The result? It's a mixed-bag. McMillan does a fascinating price comparison for basic groceries between Whole Foods and a grocery store in Detroit's North End and finds that, if a Detroiter wants to do 100 percent of their shopping at the Midtown location, it would cost them, by definition, 29 percent more. But, even if Whole Foods isn't attracting a low-income clientele, McMillan shows that, contrary to some who believe poor people have no interest in eating healthy, that's not the case whatsoever. It's a balanced, fair, and enjoyable narrative to soak up.
- "Inside the Gay Wing of L.A. Men's Central Jail, It's Not Shanks and Muggings But Hand-Sewn Gowns and Tears" by Ani Ucar — LA Weekly
Weddings, drag shows, pole dancing — in L.A. Men's Central Jail exists a sanctuary unlike anything in the nation: A gay wing that was set up after the American Civil Liberties Union filed a lawsuit in 1985 to shield gay inmates from bias-motivated violence. Over the last three decades, it's evolved into a community of sorts and it's incredible. As Slate summarizes, "Prison clothes are re-sewn into gowns, skirts, chic underwear, and hot pants.
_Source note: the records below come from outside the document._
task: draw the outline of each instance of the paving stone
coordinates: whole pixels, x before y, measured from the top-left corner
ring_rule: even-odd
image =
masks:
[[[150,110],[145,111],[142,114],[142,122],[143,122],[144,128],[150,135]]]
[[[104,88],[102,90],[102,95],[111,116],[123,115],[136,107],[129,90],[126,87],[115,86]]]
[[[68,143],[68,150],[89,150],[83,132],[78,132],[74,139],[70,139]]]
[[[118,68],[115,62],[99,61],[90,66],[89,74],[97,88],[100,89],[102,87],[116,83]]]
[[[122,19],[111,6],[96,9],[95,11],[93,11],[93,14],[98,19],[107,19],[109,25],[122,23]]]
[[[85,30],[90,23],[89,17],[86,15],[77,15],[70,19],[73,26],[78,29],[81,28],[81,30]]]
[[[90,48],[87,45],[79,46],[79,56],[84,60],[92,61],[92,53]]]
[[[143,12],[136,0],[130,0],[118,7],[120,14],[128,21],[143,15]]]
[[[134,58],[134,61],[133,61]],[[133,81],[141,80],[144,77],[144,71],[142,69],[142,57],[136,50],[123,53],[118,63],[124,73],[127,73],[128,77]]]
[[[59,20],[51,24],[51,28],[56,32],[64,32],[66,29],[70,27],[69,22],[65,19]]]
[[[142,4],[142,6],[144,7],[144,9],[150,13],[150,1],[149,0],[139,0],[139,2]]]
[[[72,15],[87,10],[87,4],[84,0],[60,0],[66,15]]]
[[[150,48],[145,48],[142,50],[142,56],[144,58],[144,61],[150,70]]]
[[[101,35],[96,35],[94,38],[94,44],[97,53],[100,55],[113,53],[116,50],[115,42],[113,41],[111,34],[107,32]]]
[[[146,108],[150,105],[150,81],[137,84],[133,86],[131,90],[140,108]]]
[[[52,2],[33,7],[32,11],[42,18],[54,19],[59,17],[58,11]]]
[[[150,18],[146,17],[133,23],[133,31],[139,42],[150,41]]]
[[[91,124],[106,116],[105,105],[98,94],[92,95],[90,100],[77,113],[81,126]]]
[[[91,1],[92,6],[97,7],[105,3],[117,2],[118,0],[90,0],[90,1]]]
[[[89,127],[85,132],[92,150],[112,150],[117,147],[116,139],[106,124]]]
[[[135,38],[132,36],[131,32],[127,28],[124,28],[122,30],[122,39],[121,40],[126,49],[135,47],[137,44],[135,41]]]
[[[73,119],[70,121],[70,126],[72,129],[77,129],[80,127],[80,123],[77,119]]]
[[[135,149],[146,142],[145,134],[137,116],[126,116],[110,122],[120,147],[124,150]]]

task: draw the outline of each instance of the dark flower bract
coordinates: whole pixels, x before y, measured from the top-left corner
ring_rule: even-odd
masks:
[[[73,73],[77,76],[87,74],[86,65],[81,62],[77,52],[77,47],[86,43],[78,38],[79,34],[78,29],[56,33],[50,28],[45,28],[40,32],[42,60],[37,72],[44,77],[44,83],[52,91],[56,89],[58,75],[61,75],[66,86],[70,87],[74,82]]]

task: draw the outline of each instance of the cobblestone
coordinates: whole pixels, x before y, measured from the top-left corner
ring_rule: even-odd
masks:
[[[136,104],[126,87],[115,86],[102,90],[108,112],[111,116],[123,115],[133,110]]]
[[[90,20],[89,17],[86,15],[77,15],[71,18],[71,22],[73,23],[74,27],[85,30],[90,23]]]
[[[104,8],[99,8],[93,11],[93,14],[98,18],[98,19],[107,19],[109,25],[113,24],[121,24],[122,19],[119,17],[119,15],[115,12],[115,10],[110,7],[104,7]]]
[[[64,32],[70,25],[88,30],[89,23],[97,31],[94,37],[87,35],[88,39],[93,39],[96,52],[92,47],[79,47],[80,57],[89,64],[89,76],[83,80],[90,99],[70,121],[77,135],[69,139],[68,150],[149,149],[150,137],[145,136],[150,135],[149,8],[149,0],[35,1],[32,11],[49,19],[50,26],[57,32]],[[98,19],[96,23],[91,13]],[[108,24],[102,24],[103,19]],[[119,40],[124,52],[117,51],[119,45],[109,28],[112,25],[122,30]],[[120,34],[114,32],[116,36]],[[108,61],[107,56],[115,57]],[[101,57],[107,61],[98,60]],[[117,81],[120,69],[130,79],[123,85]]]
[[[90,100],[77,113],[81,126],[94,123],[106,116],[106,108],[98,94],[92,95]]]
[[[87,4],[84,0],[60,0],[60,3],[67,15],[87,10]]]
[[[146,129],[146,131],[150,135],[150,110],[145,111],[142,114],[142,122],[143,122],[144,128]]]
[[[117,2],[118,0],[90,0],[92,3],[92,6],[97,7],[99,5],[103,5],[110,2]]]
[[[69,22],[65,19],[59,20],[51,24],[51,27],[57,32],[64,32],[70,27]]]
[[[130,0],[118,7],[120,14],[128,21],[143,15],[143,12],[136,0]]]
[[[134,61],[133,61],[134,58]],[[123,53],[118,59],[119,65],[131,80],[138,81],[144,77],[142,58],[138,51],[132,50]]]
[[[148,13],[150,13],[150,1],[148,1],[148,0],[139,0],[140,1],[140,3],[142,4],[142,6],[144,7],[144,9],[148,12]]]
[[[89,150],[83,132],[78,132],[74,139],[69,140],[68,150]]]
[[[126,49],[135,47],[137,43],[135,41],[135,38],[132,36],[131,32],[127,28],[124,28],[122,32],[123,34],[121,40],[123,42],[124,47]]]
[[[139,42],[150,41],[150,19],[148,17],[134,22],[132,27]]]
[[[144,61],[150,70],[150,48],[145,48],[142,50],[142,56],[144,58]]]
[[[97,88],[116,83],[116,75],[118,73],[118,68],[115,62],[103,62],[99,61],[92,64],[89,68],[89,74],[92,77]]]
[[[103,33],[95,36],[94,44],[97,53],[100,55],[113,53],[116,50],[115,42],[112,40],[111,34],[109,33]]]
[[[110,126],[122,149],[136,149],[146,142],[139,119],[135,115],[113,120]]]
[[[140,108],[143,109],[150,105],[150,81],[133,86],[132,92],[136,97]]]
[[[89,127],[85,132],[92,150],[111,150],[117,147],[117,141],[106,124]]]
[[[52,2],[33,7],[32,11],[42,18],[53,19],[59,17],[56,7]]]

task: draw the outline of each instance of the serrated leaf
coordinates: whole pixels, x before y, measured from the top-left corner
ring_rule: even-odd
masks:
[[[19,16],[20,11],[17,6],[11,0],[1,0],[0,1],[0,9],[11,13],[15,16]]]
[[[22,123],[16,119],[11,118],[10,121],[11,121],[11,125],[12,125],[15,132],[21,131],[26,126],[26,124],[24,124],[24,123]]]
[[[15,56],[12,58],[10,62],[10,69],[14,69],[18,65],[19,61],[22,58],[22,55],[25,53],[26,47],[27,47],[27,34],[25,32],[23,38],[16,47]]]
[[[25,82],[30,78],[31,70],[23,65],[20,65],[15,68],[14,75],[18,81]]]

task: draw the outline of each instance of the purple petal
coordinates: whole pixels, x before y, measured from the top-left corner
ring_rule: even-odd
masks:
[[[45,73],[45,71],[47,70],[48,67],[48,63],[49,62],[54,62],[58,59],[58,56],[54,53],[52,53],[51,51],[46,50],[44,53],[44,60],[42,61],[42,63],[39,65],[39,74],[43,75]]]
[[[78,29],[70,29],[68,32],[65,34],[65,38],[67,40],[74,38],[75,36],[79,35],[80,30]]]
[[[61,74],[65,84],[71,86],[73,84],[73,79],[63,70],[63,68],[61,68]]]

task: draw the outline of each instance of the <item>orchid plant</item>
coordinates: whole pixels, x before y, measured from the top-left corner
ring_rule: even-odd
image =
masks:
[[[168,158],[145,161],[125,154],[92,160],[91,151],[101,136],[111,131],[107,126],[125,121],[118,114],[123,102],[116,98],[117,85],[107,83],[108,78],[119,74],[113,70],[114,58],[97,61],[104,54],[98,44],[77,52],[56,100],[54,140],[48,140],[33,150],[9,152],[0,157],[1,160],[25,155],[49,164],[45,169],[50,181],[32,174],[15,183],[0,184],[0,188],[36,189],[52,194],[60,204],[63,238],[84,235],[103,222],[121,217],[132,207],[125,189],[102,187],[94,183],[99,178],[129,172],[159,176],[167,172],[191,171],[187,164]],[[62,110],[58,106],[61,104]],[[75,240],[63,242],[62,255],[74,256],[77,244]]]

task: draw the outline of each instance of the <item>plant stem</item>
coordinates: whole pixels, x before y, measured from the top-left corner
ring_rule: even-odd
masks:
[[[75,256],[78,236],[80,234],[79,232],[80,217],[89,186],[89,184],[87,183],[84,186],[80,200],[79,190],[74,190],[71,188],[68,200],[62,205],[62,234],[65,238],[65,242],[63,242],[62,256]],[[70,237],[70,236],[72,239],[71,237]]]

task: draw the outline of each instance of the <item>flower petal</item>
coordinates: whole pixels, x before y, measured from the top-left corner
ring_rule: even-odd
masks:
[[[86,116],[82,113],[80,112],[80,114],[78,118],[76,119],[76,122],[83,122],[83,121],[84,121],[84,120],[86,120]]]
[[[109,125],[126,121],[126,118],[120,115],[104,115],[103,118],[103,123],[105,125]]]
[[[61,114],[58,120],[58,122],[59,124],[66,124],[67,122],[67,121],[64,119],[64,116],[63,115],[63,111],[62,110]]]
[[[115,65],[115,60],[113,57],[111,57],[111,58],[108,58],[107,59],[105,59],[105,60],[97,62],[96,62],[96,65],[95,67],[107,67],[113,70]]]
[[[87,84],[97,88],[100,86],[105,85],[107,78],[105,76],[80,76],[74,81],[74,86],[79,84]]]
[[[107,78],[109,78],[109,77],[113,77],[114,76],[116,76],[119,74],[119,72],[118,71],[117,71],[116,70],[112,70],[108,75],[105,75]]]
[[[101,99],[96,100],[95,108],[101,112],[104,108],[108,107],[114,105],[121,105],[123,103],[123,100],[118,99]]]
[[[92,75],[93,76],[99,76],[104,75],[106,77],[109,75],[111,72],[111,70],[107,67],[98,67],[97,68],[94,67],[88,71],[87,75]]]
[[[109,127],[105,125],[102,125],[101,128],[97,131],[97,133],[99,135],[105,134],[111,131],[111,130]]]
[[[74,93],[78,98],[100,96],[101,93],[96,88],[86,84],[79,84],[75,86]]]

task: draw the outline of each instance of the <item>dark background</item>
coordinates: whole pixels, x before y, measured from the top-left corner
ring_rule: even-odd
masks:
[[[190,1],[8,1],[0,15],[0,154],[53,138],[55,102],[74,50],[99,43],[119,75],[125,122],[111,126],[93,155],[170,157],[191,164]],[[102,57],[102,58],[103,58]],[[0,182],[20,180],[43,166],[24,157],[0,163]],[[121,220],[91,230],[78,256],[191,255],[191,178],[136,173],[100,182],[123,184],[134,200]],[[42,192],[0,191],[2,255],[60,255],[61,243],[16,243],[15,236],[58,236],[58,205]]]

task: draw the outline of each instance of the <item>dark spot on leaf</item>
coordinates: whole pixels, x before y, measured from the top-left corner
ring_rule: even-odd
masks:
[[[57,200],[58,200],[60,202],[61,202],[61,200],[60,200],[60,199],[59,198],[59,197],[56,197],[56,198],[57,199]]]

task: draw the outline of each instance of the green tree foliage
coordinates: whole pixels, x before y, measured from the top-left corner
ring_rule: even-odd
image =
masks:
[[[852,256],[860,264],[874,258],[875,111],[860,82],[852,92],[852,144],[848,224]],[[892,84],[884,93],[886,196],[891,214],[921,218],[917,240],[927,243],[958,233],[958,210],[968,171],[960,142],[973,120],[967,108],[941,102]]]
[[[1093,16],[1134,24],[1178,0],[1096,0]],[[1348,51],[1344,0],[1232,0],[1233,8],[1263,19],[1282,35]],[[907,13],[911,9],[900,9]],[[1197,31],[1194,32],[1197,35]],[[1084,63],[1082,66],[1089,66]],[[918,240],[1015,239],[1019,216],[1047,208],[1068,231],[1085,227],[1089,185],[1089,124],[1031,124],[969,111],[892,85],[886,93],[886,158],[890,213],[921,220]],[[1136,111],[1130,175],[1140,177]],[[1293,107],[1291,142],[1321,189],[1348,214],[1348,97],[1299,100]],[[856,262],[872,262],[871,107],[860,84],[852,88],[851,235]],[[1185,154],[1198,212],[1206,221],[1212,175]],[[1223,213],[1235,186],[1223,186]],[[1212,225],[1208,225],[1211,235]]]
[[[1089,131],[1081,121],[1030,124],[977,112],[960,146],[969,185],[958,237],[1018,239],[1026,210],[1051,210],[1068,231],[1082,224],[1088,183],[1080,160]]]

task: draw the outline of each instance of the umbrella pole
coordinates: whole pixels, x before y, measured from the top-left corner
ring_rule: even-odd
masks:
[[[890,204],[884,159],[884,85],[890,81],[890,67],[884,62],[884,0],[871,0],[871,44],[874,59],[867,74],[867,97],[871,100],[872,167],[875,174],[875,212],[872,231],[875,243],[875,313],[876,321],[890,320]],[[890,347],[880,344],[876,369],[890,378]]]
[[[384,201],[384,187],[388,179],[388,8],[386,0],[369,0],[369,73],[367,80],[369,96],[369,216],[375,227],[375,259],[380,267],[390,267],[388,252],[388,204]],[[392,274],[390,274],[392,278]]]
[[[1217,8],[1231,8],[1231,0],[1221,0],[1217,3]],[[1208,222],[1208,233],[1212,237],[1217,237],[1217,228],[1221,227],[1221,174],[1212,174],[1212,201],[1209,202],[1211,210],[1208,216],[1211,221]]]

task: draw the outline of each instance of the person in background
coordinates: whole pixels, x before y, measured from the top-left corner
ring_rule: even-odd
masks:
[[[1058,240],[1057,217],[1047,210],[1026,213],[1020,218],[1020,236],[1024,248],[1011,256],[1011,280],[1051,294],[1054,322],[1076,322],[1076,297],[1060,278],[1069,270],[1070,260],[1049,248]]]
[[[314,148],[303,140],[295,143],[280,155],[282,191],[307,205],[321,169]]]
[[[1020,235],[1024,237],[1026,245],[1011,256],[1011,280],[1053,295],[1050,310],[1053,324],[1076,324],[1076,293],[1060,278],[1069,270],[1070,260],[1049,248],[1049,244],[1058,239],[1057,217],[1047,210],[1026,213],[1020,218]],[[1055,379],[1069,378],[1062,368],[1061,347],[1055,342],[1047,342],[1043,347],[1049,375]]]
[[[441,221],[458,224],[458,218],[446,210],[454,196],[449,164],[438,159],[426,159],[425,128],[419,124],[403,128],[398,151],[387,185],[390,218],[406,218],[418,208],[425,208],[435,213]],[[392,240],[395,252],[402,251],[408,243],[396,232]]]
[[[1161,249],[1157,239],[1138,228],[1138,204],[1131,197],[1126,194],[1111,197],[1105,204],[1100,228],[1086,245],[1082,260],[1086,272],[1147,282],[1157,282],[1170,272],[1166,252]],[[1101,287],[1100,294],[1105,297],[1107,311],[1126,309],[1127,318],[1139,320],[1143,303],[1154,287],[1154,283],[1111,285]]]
Correctional officers take a laissez-faire attitude toward harmless rule-bending." A snip:
The gay wing at Men’s Central Jail is an exceptionally rare, if not unique, subculture, the only environment of its kind in a major U.S. city. Nothing like it exists in America’s 21 largest urban jails, all contacted by the Weekly, where officials described in far more modest terms their own steps to deal with and house gay inmates. San Francisco has a transgender housing area, but gay inmates live among the general population. In New York’s Rikers Island, whose similar gay wing was shuttered in 2005, a jail spokesman laughed out loud, saying that whoever decides which men get placed in L.A. County’s gay jail wing “must have really good gay-dar.”
The closest thing to a gay wing compared what L.A. Men's Central Jail offers? Ucar says, "the Old Wayne County Jail in Detroit, which offers a small number of locked cells to gay and transgender inmates."